We saw the sunset every night on the Bay of Naples and Ischia, which all the world was talking about then because of the earthquake which had lately ravished it. Every night we saw a tree of fire rising from Vesuvius.
We used to spend our days in the orange groves of Sorrento, or driving in donkey-carts to Pompeii, that city of the resurrection of the ancient world. The weather was somnolently mild; for the first time we were eating of the fruit of the lotus, which we have eaten so often since, and which has pervaded my writings.
If Castellamare had only done that for us, it would be a milestone in my life, but it also planted the seeds of unrest—die Wanderlust—in my veins. Some one we met there—I don’t remember who it was now—had a craze for Greek ruins; Roman ruins meant nothing to him, he said; there were only two places for him, Athens and Sicily.
In Sicily it was Girgenti which won his heart, not Syracuse or Taormina, and he almost persuaded us to go there. He obviously preferred it, even to Athens. But the name meant nothing to me; I had read of Agrigentum in the classics, and he showed me photographs of the glorious Greek temples, which are still preserved in the environs of modern Girgenti. Athens, on the contrary, had been before my mind ever since I was a boy. The literature of Greece is, with the exception of Homer and Theocritus, roughly speaking, the literature of Athens. I knew most of its principal buildings almost as well as if I had seen them. I heard the call of Athens, and to Athens we went from Castellamare.

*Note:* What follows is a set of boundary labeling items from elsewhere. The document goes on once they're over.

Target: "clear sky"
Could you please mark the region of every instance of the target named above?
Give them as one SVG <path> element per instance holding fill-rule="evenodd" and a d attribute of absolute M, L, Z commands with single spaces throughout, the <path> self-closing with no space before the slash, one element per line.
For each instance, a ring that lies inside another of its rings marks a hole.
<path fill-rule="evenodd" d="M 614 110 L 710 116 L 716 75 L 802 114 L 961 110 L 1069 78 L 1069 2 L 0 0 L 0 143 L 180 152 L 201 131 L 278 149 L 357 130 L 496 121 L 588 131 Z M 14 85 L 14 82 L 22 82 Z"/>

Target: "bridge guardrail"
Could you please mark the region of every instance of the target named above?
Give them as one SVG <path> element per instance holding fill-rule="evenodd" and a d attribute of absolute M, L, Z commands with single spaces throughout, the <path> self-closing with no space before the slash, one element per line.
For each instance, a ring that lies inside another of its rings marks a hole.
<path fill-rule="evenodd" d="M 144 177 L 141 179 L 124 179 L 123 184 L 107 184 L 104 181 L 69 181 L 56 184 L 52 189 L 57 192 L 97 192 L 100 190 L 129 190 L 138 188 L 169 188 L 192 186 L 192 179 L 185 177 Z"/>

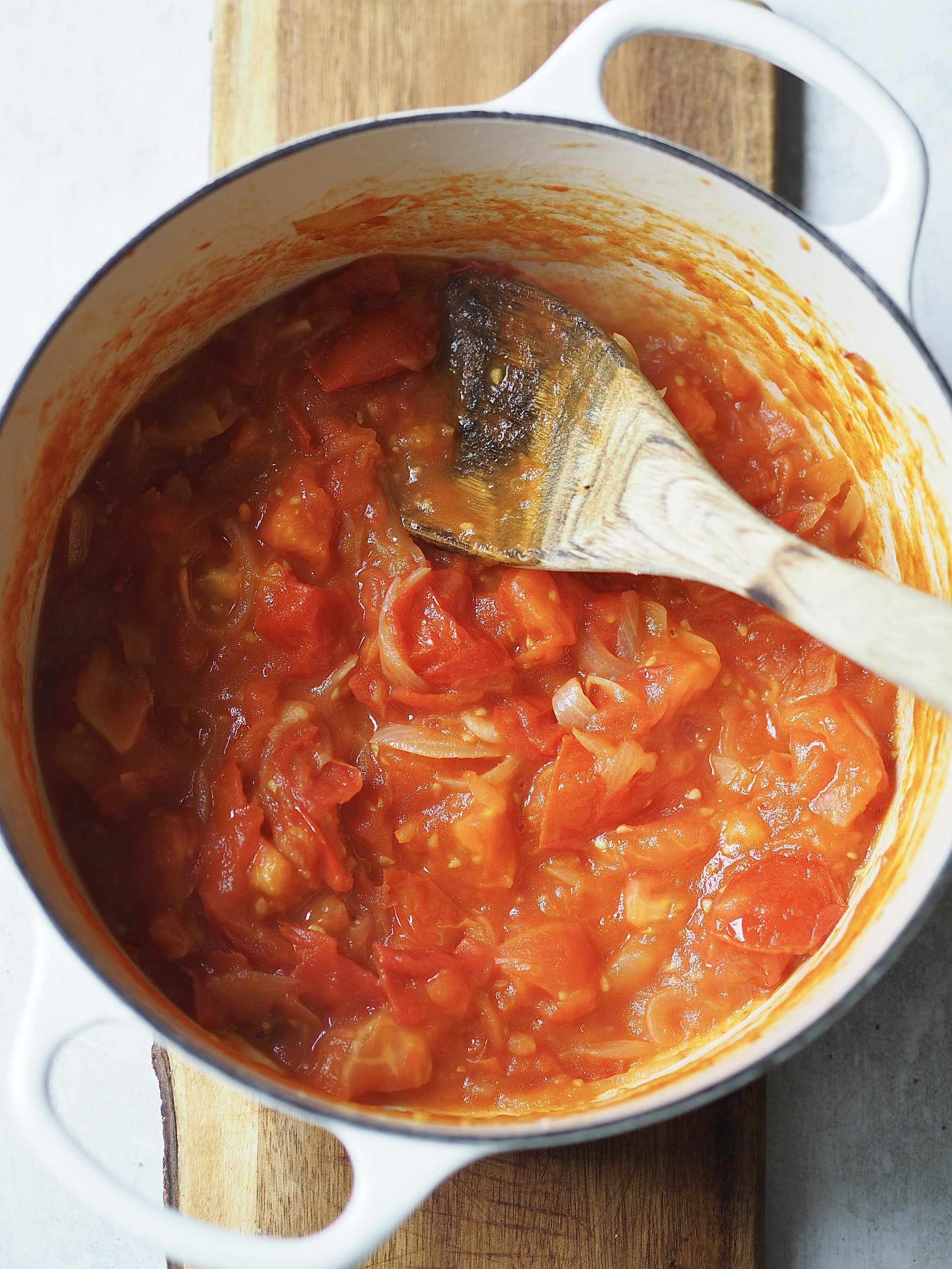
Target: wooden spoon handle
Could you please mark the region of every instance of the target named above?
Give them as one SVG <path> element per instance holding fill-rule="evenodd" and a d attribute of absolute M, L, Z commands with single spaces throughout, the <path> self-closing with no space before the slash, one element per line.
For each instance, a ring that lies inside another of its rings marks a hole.
<path fill-rule="evenodd" d="M 783 538 L 744 593 L 952 714 L 952 604 Z"/>
<path fill-rule="evenodd" d="M 576 522 L 572 546 L 588 566 L 746 595 L 952 713 L 952 604 L 778 528 L 712 471 L 650 393 L 640 388 L 640 400 L 630 398 L 628 452 L 616 449 L 604 464 Z"/>

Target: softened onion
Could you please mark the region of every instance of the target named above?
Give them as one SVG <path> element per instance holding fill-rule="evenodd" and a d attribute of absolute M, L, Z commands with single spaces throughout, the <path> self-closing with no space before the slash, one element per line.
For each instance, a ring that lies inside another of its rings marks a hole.
<path fill-rule="evenodd" d="M 424 727 L 414 722 L 390 722 L 373 733 L 372 749 L 397 749 L 420 758 L 499 758 L 500 750 L 459 723 L 447 721 L 443 726 Z"/>
<path fill-rule="evenodd" d="M 255 557 L 250 538 L 237 520 L 225 520 L 221 530 L 231 547 L 239 579 L 237 598 L 223 621 L 209 621 L 195 608 L 192 598 L 190 571 L 185 565 L 179 570 L 182 607 L 185 609 L 188 619 L 204 634 L 209 634 L 213 638 L 221 638 L 223 634 L 234 634 L 242 628 L 251 612 L 255 589 Z"/>
<path fill-rule="evenodd" d="M 578 679 L 567 679 L 552 693 L 552 712 L 562 727 L 588 727 L 595 707 L 581 690 Z"/>
<path fill-rule="evenodd" d="M 623 740 L 613 745 L 603 736 L 574 731 L 575 739 L 595 759 L 595 770 L 605 787 L 605 796 L 613 797 L 626 789 L 641 772 L 654 772 L 658 754 L 649 754 L 637 740 Z"/>
<path fill-rule="evenodd" d="M 211 401 L 189 397 L 174 406 L 168 423 L 157 428 L 143 428 L 142 442 L 147 449 L 184 449 L 188 445 L 202 445 L 222 431 L 225 424 Z"/>
<path fill-rule="evenodd" d="M 598 674 L 603 679 L 621 679 L 635 669 L 631 661 L 609 652 L 588 626 L 583 626 L 579 633 L 575 657 L 583 674 Z"/>
<path fill-rule="evenodd" d="M 735 763 L 726 754 L 713 754 L 711 766 L 718 784 L 726 784 L 737 793 L 746 793 L 754 783 L 754 775 L 743 763 Z"/>
<path fill-rule="evenodd" d="M 381 604 L 380 610 L 378 646 L 381 670 L 383 670 L 383 674 L 395 687 L 415 688 L 418 692 L 426 692 L 426 684 L 423 681 L 420 675 L 410 667 L 406 657 L 400 650 L 400 637 L 393 617 L 393 607 L 397 600 L 402 599 L 402 596 L 407 594 L 407 591 L 413 590 L 413 588 L 423 581 L 424 577 L 428 577 L 429 571 L 429 565 L 426 565 L 424 569 L 414 569 L 414 571 L 407 574 L 405 577 L 395 577 L 387 588 L 387 593 L 383 596 L 383 603 Z"/>
<path fill-rule="evenodd" d="M 311 695 L 317 697 L 319 699 L 322 697 L 329 697 L 334 692 L 334 688 L 340 687 L 340 684 L 350 674 L 350 671 L 355 667 L 355 665 L 357 665 L 357 657 L 348 656 L 345 660 L 340 662 L 340 665 L 336 669 L 330 671 L 324 683 L 311 689 Z"/>
<path fill-rule="evenodd" d="M 636 590 L 626 590 L 622 595 L 622 612 L 618 618 L 618 655 L 628 661 L 637 660 L 638 627 L 641 624 L 641 600 Z"/>

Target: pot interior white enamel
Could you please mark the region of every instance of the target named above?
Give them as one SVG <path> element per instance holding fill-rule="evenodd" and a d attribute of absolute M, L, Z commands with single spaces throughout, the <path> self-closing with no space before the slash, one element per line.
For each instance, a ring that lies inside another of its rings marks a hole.
<path fill-rule="evenodd" d="M 816 444 L 845 448 L 866 490 L 876 562 L 949 598 L 952 524 L 952 409 L 895 307 L 776 201 L 635 133 L 484 112 L 343 128 L 217 181 L 94 279 L 25 371 L 0 431 L 8 840 L 72 945 L 162 1034 L 298 1113 L 377 1123 L 377 1112 L 331 1107 L 220 1046 L 104 934 L 46 815 L 28 684 L 60 508 L 124 410 L 223 322 L 381 250 L 512 259 L 578 293 L 595 317 L 651 305 L 689 327 L 715 315 L 751 365 L 797 367 Z M 817 376 L 829 407 L 809 405 Z M 848 917 L 773 997 L 664 1070 L 619 1077 L 569 1119 L 400 1127 L 508 1138 L 611 1131 L 739 1082 L 810 1033 L 909 930 L 949 855 L 948 720 L 901 698 L 897 749 L 896 797 Z"/>

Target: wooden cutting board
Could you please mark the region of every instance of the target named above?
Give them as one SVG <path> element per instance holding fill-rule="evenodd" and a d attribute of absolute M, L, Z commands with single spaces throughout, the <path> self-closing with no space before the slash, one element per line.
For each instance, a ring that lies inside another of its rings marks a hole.
<path fill-rule="evenodd" d="M 211 168 L 386 110 L 482 102 L 526 79 L 593 0 L 217 0 Z M 774 176 L 773 69 L 642 38 L 605 71 L 617 117 Z M 245 1231 L 305 1233 L 343 1207 L 336 1140 L 155 1052 L 166 1202 Z M 759 1269 L 764 1088 L 569 1148 L 503 1155 L 443 1185 L 374 1269 Z"/>

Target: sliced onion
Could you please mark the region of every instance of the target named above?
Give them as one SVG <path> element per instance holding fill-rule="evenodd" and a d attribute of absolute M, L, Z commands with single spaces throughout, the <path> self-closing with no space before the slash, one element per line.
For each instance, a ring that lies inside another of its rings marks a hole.
<path fill-rule="evenodd" d="M 231 610 L 225 621 L 208 621 L 208 618 L 199 613 L 192 599 L 189 569 L 185 565 L 179 569 L 182 607 L 185 609 L 185 614 L 193 626 L 198 627 L 204 634 L 211 634 L 213 638 L 221 638 L 223 634 L 234 634 L 241 629 L 251 612 L 255 589 L 255 557 L 251 539 L 237 520 L 225 520 L 221 530 L 228 541 L 239 571 L 237 599 L 231 605 Z"/>
<path fill-rule="evenodd" d="M 593 688 L 600 688 L 605 695 L 611 697 L 619 706 L 637 702 L 635 693 L 623 684 L 616 683 L 614 679 L 603 679 L 598 674 L 586 674 L 585 692 L 592 692 Z"/>
<path fill-rule="evenodd" d="M 589 1044 L 574 1044 L 565 1053 L 575 1061 L 594 1058 L 597 1062 L 637 1062 L 645 1057 L 658 1056 L 658 1044 L 646 1039 L 603 1039 Z"/>
<path fill-rule="evenodd" d="M 575 645 L 575 657 L 583 674 L 598 674 L 603 679 L 621 679 L 635 669 L 631 661 L 623 661 L 609 652 L 588 626 L 581 628 Z"/>
<path fill-rule="evenodd" d="M 331 670 L 324 683 L 319 684 L 316 688 L 311 689 L 312 697 L 327 697 L 331 694 L 334 688 L 340 687 L 344 679 L 350 674 L 350 671 L 357 665 L 357 656 L 348 656 L 340 665 Z"/>
<path fill-rule="evenodd" d="M 665 638 L 668 634 L 668 609 L 663 604 L 656 604 L 654 599 L 641 600 L 641 618 L 649 634 L 655 638 Z"/>
<path fill-rule="evenodd" d="M 475 709 L 463 709 L 459 717 L 473 736 L 479 736 L 487 745 L 499 745 L 499 728 L 489 714 L 479 714 Z"/>
<path fill-rule="evenodd" d="M 581 690 L 578 679 L 567 679 L 552 693 L 552 712 L 562 727 L 588 727 L 595 707 Z"/>
<path fill-rule="evenodd" d="M 463 727 L 437 730 L 414 722 L 390 722 L 373 733 L 372 749 L 399 749 L 420 758 L 499 758 L 500 750 Z"/>
<path fill-rule="evenodd" d="M 637 740 L 623 740 L 619 745 L 613 745 L 611 740 L 578 730 L 572 735 L 594 756 L 595 770 L 602 777 L 607 797 L 621 793 L 636 775 L 654 772 L 658 765 L 658 754 L 649 754 Z"/>
<path fill-rule="evenodd" d="M 383 603 L 380 609 L 380 665 L 387 679 L 395 684 L 397 688 L 415 688 L 418 692 L 429 690 L 424 680 L 416 674 L 415 670 L 410 667 L 404 654 L 400 651 L 400 638 L 396 629 L 396 621 L 393 618 L 393 605 L 399 599 L 413 588 L 428 577 L 430 572 L 429 565 L 423 569 L 414 569 L 411 574 L 405 577 L 395 577 L 387 593 L 383 596 Z M 386 728 L 383 728 L 386 731 Z M 380 735 L 380 732 L 377 733 Z M 466 755 L 463 755 L 466 756 Z"/>
<path fill-rule="evenodd" d="M 727 758 L 726 754 L 713 754 L 711 756 L 711 766 L 717 777 L 717 783 L 726 784 L 737 793 L 746 793 L 754 783 L 753 773 L 741 763 L 735 763 L 732 758 Z"/>
<path fill-rule="evenodd" d="M 637 660 L 638 626 L 641 624 L 641 599 L 636 590 L 626 590 L 622 595 L 622 614 L 618 619 L 618 655 L 628 661 Z"/>

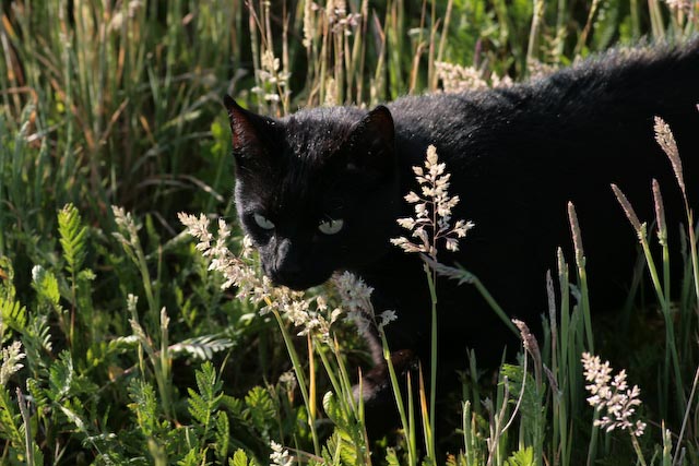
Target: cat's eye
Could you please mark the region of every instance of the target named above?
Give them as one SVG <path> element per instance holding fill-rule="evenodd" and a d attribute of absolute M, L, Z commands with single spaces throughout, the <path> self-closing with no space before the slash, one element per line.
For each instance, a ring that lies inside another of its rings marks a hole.
<path fill-rule="evenodd" d="M 336 220 L 329 219 L 321 222 L 320 225 L 318 225 L 318 229 L 323 235 L 335 235 L 336 232 L 340 232 L 343 225 L 344 222 L 341 218 Z"/>
<path fill-rule="evenodd" d="M 272 220 L 270 220 L 268 217 L 265 217 L 262 214 L 254 214 L 253 218 L 254 218 L 254 223 L 258 224 L 258 226 L 263 230 L 271 230 L 274 228 L 274 224 L 272 223 Z"/>

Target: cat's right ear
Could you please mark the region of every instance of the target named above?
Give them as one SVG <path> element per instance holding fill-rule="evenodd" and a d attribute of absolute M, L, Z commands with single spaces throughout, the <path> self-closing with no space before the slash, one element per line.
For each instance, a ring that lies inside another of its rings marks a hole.
<path fill-rule="evenodd" d="M 274 120 L 256 115 L 240 107 L 229 95 L 223 98 L 228 110 L 233 134 L 233 154 L 238 165 L 259 163 L 269 155 L 269 141 Z"/>

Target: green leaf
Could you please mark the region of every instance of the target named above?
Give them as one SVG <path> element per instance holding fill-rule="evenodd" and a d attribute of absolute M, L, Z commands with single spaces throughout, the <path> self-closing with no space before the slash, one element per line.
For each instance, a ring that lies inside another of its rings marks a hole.
<path fill-rule="evenodd" d="M 507 466 L 534 466 L 534 449 L 528 446 L 524 450 L 512 453 L 512 456 L 507 458 Z"/>
<path fill-rule="evenodd" d="M 274 402 L 270 393 L 261 386 L 254 386 L 245 397 L 252 425 L 260 432 L 268 432 L 270 422 L 275 418 Z"/>
<path fill-rule="evenodd" d="M 0 296 L 0 337 L 4 338 L 4 327 L 23 332 L 26 325 L 26 308 L 19 301 Z"/>
<path fill-rule="evenodd" d="M 15 447 L 24 447 L 24 435 L 21 432 L 22 416 L 10 397 L 10 392 L 0 387 L 0 438 L 9 440 Z"/>
<path fill-rule="evenodd" d="M 129 384 L 129 408 L 135 414 L 137 422 L 143 435 L 147 439 L 155 437 L 157 431 L 157 402 L 155 389 L 144 380 L 134 379 Z"/>
<path fill-rule="evenodd" d="M 242 449 L 236 450 L 233 458 L 228 459 L 229 466 L 249 466 L 250 462 L 248 462 L 248 455 L 242 451 Z"/>
<path fill-rule="evenodd" d="M 49 398 L 58 402 L 68 395 L 73 382 L 73 360 L 70 357 L 70 353 L 63 350 L 49 369 Z"/>
<path fill-rule="evenodd" d="M 51 306 L 58 306 L 61 295 L 58 290 L 58 279 L 51 271 L 47 271 L 40 265 L 32 268 L 32 286 L 36 290 L 39 300 L 44 300 Z"/>
<path fill-rule="evenodd" d="M 66 204 L 58 213 L 58 234 L 63 248 L 66 270 L 75 276 L 85 261 L 87 228 L 82 225 L 82 218 L 73 204 Z"/>
<path fill-rule="evenodd" d="M 223 462 L 228 455 L 228 443 L 230 440 L 230 425 L 228 422 L 228 415 L 224 411 L 218 411 L 216 416 L 216 457 Z"/>

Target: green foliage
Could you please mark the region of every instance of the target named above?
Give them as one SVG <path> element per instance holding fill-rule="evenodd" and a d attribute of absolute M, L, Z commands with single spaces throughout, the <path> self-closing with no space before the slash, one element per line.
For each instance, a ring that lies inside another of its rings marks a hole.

Going there showed how comparatively cheap and easy it is to get to distant places. We went through Taranto—Tarentum—to Brindisi; from Brindisi to Corfu, in the Ionian Islands, the earthly paradise of the fair Nausicaa, and the empresses of to-day; from Corfu to Patras and Corinth; from Corinth to Athens.
The moral effect began before ever we reached Athens; it was so vivifying to a student of the classics to pass Tarentum, and Cæsar’s Brundusium, the Lesbos of Sappho, the Ithaca of Ulysses, Corinth and the Piræus.
Lesbos! Corinth! Athens! Sappho! Ulysses! there was romance and undying poetry in the very names.
The Greece of those days really was something out of the beaten track. There were only two little railways of a few miles each, and there was not an hotel worthy of the name anywhere outside of Athens. Even in Athens, if you were not at a first-class hotel, kid’s flesh, and sheep’s-milk butter, black bread and honey of Hymettus, and wine which was full of resin, were the staples of diet. But what did it matter? We lived in a house and a street with beautiful classical names—we lived in the house of Hermes. And when we climbed up to the Acropolis at sunset, we were in an enchanted land midway between earth and heaven, for we were in the very heart of history surrounded by milk-white columns of the marble of Pentelicus, and facing a rich curtain of sunset, which hung over Ægina, and trailed into the waters of the Bay of Salamis. Athens is gloriously romantic and beautiful, and Time has laid its lightest fingers on her rocks and ruins, whose names are the commonplaces of Greek history.
We spent some glorious weeks at Athens, made interesting by the acquaintance of Tricoupis, the famous Prime Minister, and the presence of the President of my college at Oxford—now Bishop of Hereford, from whom I heard only the other day. From Athens Miss Lorimer’s unappeasable hunger to see the world swept us on, after several happy weeks, to Constantinople—the outpost of the East in Europe. Constantinople was one of the most delightful experiences of my life. There is no call which I hear like the call of the East, and in Constantinople you have the noblest mosques west of India, and bazaars almost as barbarous as the bazaars of North Africa, thronged, like the broad bridge of boats which crosses the Golden Horn, with the mixed races of the Levant, in their gay, uncouth costumes. The scene, too, is one of rare beauty, for the great mosques are rooted in dark cypress-groves, and rear their domes and minarets on the horizon, and the calm waters of the Golden Horn and the Sea of Marmora are dotted with fantastic caïques.
We spent all too short a time there, dipping into the bowl of Oriental mystery, in perfect April weather, when we were called home to meet a sister-in-law coming from Australia.